薩摩の人間を愛している彼女は、その不満を取り除くために調所にたずねたに過ぎない。
証拠はあくまでも状況証拠しかなかったので、調所が本当に手紙に書いていたことをやっていたとしてもいなかったとしても、言い逃れはできてしまう。
だが、調所がそれを行っていたとする場合は、監視を厳重にできるし、再び行うのも難しくなる。
斉彬にとってはその程度の考えであった。
だが、斉彬の知らぬところで問題がおこる要因がいくつかあった。
1つは、手紙を出した人間が斉彬の藩主就任を考えている人間。つまり、強硬派であり、調所の動き次第で、江戸の斉興を廃嫡しようと考えていたこと。
1つは、斉彬が調所とあまり接していなかったことで、彼の力量や性格を見誤り、調所の起こす行動を予想しきれなかったこと。
そして、もう1つ。この作戦を考えた強硬派の中に、斉彬に非常に近い人間が絡んでいて、調所と斉彬が接したことを、すぐに知らせることができてしまったこと。
この3つが、1つ大きな事件を起こしてしまう。その事件は、歴史上では決して無名ではないが、歴史に興味の無ければ、知っていなくても仕方の無いことではある。

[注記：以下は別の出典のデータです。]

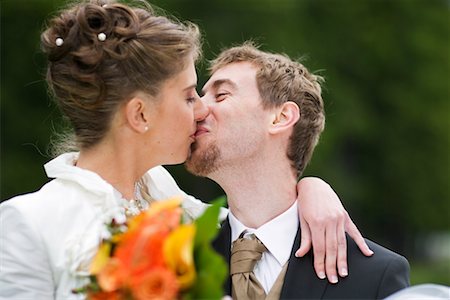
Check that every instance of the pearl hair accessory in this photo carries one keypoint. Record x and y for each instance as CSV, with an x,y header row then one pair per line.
x,y
101,37
59,42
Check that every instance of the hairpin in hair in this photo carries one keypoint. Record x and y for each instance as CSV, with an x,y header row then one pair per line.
x,y
101,37
59,42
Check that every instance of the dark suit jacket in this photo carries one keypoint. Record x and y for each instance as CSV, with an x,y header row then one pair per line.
x,y
373,277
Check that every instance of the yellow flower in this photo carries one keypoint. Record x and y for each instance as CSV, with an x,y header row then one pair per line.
x,y
178,254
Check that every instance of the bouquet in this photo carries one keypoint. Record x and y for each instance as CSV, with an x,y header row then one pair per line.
x,y
155,255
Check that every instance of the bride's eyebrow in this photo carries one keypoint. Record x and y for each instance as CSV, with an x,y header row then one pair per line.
x,y
219,82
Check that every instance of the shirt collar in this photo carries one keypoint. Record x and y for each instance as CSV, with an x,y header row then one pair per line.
x,y
277,235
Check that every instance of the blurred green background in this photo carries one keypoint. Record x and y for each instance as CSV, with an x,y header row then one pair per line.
x,y
385,149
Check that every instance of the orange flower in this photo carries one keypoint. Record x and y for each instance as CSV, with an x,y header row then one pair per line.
x,y
101,258
179,254
158,283
104,296
112,276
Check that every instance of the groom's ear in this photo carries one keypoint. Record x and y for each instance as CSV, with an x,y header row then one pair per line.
x,y
137,113
285,117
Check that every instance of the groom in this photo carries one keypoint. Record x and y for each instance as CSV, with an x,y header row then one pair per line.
x,y
266,116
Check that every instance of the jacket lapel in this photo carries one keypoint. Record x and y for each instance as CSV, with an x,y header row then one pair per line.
x,y
301,281
222,245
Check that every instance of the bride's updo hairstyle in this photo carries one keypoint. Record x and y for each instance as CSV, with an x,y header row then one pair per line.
x,y
100,53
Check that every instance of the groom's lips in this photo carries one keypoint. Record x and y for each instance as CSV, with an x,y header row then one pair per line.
x,y
201,130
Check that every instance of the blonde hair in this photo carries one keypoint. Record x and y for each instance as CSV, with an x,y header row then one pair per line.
x,y
280,79
101,52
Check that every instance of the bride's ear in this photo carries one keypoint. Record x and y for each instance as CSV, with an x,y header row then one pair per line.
x,y
137,114
285,117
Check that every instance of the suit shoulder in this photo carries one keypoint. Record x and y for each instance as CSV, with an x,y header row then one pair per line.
x,y
383,253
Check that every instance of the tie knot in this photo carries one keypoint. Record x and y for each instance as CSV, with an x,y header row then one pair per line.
x,y
244,255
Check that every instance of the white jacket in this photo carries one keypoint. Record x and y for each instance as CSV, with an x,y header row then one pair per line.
x,y
49,237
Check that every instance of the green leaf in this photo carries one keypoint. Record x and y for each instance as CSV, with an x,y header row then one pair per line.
x,y
208,223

もし、祐介が、斉彬が薩摩藩主になるきっかけとなる一大事件を知っていたらどうしたのだろう。
歴史の流れを守ったか、それとも自分の周りを守ったか。それは、知りようがない。
斉彬と調所が出会ってから、すぐにその斉彬に近い人間が、強硬派に話をつけ、その連絡を受けた武士が、江戸に行って連絡を待っていた。

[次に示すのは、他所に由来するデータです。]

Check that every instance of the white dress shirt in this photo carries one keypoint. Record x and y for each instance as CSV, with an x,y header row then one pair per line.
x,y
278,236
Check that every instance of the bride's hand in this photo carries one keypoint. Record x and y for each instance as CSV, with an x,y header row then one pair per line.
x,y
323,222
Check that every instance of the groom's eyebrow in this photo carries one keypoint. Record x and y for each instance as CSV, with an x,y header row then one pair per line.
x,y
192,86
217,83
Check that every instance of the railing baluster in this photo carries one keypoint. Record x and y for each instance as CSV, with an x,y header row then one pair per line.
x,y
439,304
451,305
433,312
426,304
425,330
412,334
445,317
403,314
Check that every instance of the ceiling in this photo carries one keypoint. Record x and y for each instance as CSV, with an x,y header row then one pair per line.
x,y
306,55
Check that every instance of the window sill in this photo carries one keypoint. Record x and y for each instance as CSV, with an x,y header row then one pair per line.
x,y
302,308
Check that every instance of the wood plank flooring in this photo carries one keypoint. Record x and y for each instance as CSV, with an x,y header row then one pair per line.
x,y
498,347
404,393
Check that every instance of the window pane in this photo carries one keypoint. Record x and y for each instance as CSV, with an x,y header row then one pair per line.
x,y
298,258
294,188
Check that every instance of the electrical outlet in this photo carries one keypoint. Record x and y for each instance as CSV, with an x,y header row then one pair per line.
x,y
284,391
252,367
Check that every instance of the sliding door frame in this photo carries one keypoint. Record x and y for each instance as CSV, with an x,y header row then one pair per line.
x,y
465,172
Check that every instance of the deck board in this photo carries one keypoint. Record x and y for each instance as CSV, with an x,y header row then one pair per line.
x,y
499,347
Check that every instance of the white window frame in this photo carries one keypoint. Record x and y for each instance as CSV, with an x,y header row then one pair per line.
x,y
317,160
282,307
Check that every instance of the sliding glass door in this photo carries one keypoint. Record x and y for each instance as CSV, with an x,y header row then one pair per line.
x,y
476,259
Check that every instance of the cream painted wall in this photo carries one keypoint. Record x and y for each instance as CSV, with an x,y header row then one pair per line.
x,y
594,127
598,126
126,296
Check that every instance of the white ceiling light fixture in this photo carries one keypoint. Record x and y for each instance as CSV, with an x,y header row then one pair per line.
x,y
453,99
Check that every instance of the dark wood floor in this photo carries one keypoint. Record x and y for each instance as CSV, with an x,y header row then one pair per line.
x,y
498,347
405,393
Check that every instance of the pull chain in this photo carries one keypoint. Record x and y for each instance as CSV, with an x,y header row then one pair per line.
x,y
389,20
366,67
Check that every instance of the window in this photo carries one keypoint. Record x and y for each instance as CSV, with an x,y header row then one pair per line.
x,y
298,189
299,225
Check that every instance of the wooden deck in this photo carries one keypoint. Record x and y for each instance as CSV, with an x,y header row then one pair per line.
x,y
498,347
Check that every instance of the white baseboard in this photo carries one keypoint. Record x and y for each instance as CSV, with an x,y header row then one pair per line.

調所の不正が確認できしだい、それを斉興と老中に伝えるためである。
薩摩にいる強硬派は、斉彬が調所を弾劾したことをしって、そのときを意気揚々と待っていた。
『これで、斉彬様が藩主になれる』
『斉彬様を利用したみたいになったけど、仕方ないことね』
『おーい!』
強硬派の人間が集まっていると、そのうちの1人がそこに走ってきた。
『はぁ……、はぁ……』
『そんなに急いでどうしたんだ?』
『き、緊急に伝えないといけないことができました』
『調所様が罪を認められたのかしら?』
『は、はい』
『やった! じゃあ早速江戸に連絡を……』
『ま、待ってください。お認めになられたのは本当なんですが……』
『どうしたの?』
『調所様が、全て自分が独断で行ったことで、関係ないという趣旨の遺言状を残して、服毒自殺されました!』
『え…………』
『調所様が……?』
強硬派の人間は全員その場で固まってしまった。
調所の不始末を、現在の藩主である斉興の罪であるという理由付けをして、斉彬を藩主にする計画であったはずなのに、調所が自分が独断で行ったことにして、責任をとって自殺してしまっては、もう斉興にはとがめられる要素が無くなってしまったのである。
調所の身を張った行動によって、強硬派の動きは完全に封じられたのである。